Folke Filbyter is the popularized name of the pagan progenitor of the House of Bjälbo clan. Since Folke is said to have been the great-great-grandfather of Birger Brosa, he would have lived in the 11th century.

His cognomen Filbyter is believed to mean "foal biter" and refers to a man who castrates colts with his teeth.

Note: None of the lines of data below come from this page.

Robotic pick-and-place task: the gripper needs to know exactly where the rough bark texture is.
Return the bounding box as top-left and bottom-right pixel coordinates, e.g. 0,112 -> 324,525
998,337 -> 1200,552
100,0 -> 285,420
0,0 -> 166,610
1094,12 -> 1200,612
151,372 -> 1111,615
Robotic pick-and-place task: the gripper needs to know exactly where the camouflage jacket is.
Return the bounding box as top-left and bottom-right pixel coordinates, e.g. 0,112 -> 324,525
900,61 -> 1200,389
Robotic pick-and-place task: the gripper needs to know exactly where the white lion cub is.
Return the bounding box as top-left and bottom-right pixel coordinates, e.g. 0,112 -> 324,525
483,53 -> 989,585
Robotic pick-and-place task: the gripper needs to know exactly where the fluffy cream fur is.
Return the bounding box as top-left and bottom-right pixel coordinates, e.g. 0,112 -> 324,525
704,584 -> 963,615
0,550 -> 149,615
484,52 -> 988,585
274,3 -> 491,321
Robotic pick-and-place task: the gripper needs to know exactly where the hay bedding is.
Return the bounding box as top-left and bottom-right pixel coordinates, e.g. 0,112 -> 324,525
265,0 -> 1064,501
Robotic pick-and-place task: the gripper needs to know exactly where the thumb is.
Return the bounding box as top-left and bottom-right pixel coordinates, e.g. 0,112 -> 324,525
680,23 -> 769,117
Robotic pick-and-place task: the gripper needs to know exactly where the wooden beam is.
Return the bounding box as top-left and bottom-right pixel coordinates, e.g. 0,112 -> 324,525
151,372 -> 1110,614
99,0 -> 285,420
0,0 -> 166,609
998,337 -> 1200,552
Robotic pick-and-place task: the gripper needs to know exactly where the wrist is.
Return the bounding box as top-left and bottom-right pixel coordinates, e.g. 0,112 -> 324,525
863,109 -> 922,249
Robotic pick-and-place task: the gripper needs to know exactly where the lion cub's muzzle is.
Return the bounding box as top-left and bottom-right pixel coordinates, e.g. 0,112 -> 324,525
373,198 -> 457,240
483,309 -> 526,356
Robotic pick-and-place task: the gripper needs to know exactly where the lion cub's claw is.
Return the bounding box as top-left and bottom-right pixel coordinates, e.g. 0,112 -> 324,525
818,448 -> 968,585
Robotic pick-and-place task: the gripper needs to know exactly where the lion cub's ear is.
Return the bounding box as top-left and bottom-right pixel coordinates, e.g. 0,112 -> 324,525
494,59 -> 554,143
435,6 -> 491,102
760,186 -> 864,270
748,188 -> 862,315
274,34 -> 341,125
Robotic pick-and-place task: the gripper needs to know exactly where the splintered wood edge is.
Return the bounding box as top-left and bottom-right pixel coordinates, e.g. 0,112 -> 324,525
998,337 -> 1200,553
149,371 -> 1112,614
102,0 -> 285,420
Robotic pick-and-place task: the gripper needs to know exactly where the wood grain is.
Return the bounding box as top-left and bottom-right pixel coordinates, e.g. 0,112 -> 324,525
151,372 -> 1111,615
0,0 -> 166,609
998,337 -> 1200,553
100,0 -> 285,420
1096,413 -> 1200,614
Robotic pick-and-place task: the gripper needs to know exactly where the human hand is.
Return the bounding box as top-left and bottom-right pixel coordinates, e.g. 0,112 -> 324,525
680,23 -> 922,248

==Folke Filbyter in fiction==

- Folke Filbyter appears as a tragic scorned father in Folkungaträdet (1905), by the Swedish writer Verner von Heidenstam. In Heidenstam's work, Folke has returned home to Sweden from many questionable acts during his Viking expeditions and settling down he founds the estate Folketuna. There he has three children with a dwarfish woman and although they are wealthy they live in the same dirty poverty as their thralls. Two of the sons depart for adventures in Russia while the third son kidnaps a girl who bears him a son before dying in childbirth. Folke is an atheist who does not hesitate to destroy both the idols of the old faith and those of the new faith. When his remaining son converts to Christianity, he gives his little child to an itinerant preacher. Folke cannot accept that his grandson and heir has disappeared, and so he departs searching for his grandson. Eventually, Folke finds both his grandson and the two sons who had gone abroad. The reunion is tragic and the self-sacrificing, humiliated and scorned Folke exclaims "the love of your hearts, my children, you cannot give me, and that was all that I ever asked for.
- Folke Filbyter also appears in Frans G. Bengtsson's The Long Ships, published in the 1940s.